McDonald’s is expected to make a modest profit from its $5 meal deal, with profit margins projected to be between 1% and 5%. This translates to earnings of approximately $0.05 to $0.25 for each meal combo sold, according to restaurant analyst Mark Kalinowski.

The promotion aims to attract consumers who are feeling the effects of inflation, with the goal of encouraging them to make additional purchases beyond the $5 meal option.

However, profitability will be influenced by several variables, including ingredient costs, labor, and overhead expenses. Arlene Spiegel, president of Arlene Spiegel & Associates, noted that the $5 meal deal is more about promotion than significant profit.

Although the deal may drive customers back into McDonald’s outlets, it doesn’t guarantee that franchisees will share in the financial benefits. Approximately 95% of McDonald’s locations are franchised, which means the franchise owners set their own prices and manage expenses such as rent, insurance, and taxes.

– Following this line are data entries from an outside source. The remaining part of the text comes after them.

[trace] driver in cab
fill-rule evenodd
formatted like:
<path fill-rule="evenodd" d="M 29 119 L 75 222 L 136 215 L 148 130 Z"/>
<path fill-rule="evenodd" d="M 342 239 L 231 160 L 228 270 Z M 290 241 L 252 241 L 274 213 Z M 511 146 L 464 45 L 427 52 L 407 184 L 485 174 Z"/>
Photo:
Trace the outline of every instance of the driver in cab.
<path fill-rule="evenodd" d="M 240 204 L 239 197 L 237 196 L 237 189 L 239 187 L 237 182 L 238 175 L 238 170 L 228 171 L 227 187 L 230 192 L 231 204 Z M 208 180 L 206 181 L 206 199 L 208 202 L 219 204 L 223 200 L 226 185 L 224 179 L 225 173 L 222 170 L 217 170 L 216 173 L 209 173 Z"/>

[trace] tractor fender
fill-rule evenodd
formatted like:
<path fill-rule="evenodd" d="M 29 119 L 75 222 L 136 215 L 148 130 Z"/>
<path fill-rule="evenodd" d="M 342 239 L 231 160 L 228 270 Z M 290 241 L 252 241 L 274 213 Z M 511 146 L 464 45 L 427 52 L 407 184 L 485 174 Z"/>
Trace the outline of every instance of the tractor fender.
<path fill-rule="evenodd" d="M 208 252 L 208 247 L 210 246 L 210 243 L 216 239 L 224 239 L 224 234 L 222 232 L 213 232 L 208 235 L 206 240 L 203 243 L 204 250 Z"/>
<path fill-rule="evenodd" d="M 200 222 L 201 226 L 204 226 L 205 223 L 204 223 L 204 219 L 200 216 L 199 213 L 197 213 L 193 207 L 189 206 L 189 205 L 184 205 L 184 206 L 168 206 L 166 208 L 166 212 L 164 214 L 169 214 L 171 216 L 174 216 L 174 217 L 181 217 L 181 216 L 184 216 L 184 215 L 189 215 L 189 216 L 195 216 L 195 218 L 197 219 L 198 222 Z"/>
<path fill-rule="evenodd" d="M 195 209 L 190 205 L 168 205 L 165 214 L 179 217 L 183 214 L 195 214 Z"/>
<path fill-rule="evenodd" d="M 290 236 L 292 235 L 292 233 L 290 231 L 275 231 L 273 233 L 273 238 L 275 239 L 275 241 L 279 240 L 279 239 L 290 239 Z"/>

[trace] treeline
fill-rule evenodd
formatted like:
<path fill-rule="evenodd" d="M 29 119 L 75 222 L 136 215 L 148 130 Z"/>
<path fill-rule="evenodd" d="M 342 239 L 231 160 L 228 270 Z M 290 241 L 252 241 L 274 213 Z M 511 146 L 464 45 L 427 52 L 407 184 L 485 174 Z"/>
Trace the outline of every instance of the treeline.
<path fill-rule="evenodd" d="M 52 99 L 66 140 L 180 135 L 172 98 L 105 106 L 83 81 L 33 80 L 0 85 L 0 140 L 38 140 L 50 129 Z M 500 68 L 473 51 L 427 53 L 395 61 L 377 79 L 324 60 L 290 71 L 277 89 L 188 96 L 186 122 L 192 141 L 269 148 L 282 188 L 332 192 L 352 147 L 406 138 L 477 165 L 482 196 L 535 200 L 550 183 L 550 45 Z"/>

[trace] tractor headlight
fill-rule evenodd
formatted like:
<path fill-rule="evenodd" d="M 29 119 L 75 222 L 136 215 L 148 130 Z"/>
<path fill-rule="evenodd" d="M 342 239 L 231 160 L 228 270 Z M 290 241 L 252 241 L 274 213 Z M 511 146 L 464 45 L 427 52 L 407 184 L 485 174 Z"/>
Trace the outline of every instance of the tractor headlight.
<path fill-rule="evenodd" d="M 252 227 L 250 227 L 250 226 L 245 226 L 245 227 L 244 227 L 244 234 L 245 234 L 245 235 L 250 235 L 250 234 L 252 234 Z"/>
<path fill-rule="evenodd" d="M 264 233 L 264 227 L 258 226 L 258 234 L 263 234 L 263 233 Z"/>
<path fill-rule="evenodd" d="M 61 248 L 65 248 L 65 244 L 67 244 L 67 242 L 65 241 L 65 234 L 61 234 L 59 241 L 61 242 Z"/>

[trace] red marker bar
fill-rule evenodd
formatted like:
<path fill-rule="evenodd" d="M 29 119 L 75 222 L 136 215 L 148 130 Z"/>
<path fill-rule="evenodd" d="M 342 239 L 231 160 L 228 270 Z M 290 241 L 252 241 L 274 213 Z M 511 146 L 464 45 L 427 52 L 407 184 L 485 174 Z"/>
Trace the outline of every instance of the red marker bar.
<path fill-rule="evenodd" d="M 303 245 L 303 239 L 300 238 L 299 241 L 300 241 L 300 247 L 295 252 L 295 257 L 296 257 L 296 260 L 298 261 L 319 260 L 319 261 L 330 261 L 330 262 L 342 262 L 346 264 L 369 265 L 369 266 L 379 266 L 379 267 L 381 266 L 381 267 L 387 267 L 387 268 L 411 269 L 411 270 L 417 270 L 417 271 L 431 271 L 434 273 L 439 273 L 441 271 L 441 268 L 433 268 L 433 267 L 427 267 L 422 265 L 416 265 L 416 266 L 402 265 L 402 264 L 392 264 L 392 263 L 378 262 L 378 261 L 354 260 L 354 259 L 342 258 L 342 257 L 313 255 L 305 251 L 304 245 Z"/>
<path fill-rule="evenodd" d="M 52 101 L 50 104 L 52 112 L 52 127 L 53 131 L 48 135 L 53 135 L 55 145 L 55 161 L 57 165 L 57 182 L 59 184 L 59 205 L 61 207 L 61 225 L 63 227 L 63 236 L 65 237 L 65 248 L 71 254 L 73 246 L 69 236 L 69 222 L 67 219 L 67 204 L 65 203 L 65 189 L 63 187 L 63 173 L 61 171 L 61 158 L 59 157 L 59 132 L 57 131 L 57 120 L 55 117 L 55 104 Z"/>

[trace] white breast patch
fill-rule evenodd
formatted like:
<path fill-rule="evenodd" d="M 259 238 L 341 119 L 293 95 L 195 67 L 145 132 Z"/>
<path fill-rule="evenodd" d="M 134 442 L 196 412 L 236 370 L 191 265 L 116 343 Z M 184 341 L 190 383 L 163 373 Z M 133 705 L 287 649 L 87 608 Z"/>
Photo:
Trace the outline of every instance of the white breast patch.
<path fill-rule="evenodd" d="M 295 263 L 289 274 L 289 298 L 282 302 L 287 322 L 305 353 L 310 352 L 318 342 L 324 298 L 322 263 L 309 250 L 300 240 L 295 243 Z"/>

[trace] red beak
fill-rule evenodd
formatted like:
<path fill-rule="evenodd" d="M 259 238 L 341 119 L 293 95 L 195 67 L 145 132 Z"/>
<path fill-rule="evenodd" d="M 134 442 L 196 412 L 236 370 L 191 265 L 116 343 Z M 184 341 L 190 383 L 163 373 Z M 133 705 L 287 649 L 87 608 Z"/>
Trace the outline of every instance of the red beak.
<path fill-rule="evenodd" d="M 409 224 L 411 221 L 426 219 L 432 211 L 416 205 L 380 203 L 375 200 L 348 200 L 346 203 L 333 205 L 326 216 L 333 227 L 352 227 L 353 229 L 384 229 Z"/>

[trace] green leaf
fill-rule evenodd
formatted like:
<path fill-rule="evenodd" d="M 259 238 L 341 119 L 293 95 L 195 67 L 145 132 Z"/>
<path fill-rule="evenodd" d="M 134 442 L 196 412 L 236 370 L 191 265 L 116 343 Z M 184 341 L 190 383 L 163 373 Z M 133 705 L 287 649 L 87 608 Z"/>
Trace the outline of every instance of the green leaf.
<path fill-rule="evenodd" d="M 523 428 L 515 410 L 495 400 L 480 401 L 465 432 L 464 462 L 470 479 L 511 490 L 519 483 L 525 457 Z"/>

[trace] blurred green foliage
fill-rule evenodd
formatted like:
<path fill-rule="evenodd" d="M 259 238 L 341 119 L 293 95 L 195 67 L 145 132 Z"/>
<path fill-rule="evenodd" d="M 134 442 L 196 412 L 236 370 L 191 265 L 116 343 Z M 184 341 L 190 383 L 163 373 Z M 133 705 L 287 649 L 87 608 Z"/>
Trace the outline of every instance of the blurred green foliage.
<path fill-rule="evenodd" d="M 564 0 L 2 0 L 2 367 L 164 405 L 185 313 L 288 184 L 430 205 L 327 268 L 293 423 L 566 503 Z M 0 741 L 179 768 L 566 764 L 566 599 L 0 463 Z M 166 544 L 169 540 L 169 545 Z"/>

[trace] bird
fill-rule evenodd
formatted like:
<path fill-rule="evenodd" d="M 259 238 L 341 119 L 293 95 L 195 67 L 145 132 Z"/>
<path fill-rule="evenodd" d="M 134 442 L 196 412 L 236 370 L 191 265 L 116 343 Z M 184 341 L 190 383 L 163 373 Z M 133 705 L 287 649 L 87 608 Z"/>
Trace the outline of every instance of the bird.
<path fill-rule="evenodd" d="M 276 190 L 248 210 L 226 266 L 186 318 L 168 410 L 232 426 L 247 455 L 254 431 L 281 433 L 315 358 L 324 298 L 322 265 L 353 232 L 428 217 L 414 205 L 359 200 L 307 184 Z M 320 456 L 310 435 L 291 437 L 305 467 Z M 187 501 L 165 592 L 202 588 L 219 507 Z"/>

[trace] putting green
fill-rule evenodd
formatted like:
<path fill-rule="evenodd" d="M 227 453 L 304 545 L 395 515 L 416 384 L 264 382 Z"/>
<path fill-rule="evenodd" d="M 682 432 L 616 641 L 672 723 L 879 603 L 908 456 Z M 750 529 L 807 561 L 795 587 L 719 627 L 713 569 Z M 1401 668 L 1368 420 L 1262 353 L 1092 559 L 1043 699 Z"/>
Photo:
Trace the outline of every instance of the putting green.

In a previous statement, McDonald’s U.S. president Joe Erlinger mentioned that franchise owners often implement promotional offers like the $5 meal deal to combat overhead costs. However, Spiegel cautioned that the bundle serves primarily as a “loss leader” aimed at attracting customers. Once the various costs associated with labor, packaging, condiments, delivery, and marketing are considered, franchise owners typically find that any potential profit from the promotional items is negligible.